Supply chain: study drug inventory to show whether sites have enough drug.
Second level might start to answer why: are they getting shipments? Are we losing study drug?
Out of window subjects: similar to action items: should see nothing here; if you see anything, take immediate action.
Data management: now starting to see if data is being SDV and locked in a timely fashion, and what kind of trends we’re seeing in query volume.
Second level starts to drill down into reasons for anomalies in any of these.
Sample dashboard. Emphasize the last few slides have talked through selecting and sequencing your questions and the metrics they need.
Translate that into action by building your dashboards.
Don’t go overboard—I suggest a small # of dashboard using the metrics of most importance.
milestones: putting them more front and center because all of those late-study milestones are coming up—last visits, last form, data lock, site close out, etc.
CRF statuses: should show that last forms are received and counts of locked forms are creeping up until all are locked.
Maybe query metrics are a second level there—if it looks like forms aren’t being locked quickly enough, why not? Perhaps too many open queries?
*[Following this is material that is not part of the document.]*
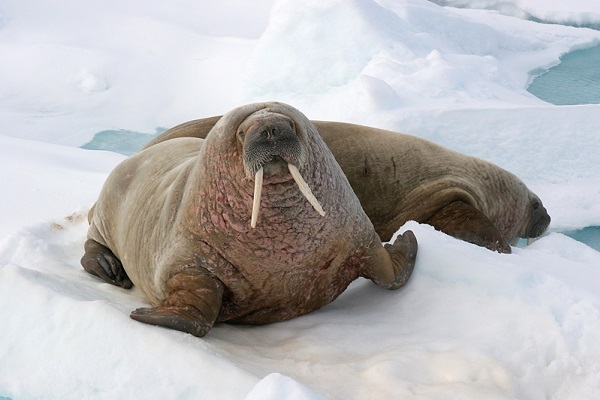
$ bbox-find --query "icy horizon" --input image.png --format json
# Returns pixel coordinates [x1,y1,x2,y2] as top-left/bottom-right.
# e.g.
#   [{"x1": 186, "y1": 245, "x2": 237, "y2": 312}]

I’ve only put two levels here because the concerns have gotten much narrower: closing out milestones, and locking the data.
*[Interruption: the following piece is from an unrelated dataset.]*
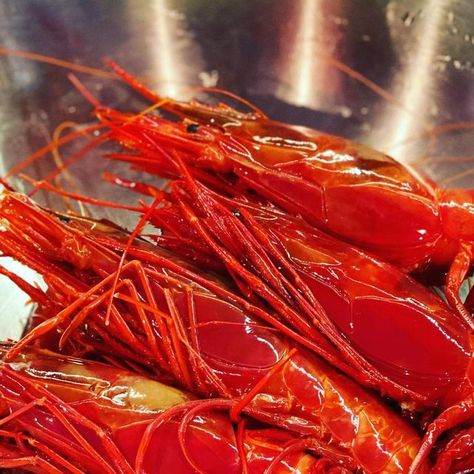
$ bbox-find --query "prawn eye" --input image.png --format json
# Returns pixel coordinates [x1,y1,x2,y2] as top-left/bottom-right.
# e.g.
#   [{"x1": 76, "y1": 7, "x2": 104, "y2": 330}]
[{"x1": 186, "y1": 123, "x2": 199, "y2": 133}]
Perhaps refine some of the milestones even further with conditional formatting—highlight in yellow or red given just how late something is.
We might also select and sequence our metrics by audience. For example, here are key metrics selected and ordered for a data manager.
Top level really has two things: % counts of forms received, SDV, and locked; and queries.
Depending on answers to those, they can choose to look at the next level of metrics with more or less urgency
Data entry: who is falling behind on entering forms.
CRF Status: if they’re not verified or locked, where else are they in beign processed (obviously dependent on your use of other status options in an EDC. If you don’t use it, this could be dropped)
Additional query metrics: drill in to details to understand
Whether certain forms are triggering more queries than others.
Whether a large number of queries are awaiting action.
If there is a pile of queries awaiting responses, the data manager has enough information to take action. But, he or she could also go one layer deeper at that point and investigate whether there are patterns in answering or accepting them more or less quickly.
Sample dashboard. Emphasize the last few slides have talked through selecting and sequencing your questions and the metrics they need.
Translate that into action by building your dashboards.
Don’t go overboard—I suggest a small # of dashboard using the metrics of most importance.
One parting bit of information:
There are stages to full implementation of a plan around metrics. We’ve focused today primarily on the Define and Value stages.
Those are just some examples of how you might develop strategies to use metrics at various points in your study. I’d like to emphasize that these are example—every sponsor is a bit different, every study is a bit different, but I’m hoping that some of the principles and strategies I’ve outlined for selecting and using metrics will help you.
I’d like to emphasize again that a metric is a tool. In and of itself it does nothing. You need to not only choose the right set of metrics and sequence your use of them, but also to follow through on that while managing your study.
Second, the use of metrics is an iterative process, one that will take continuous refinement to get the right set of metrics for your particular study, and you may make adjustments over the course of a single study, or as you start to experiment with program-wide assessments. There will be some trial and error to find the right set of questions, but that’s OK. Even the best plans take minor adjustments once they’re implemented.
Finally, walk before you run. It’s very easy to get overwhelmed, and to try to do everything at once. I’d encourage people instead to start small, to start with a focused set of metrics that answer your most targeted questions and build from there. Over time, you’ll develop a large toolkit of metrics, but it will be a structured set—you’ll know how they relate to one another, and how they translate into action.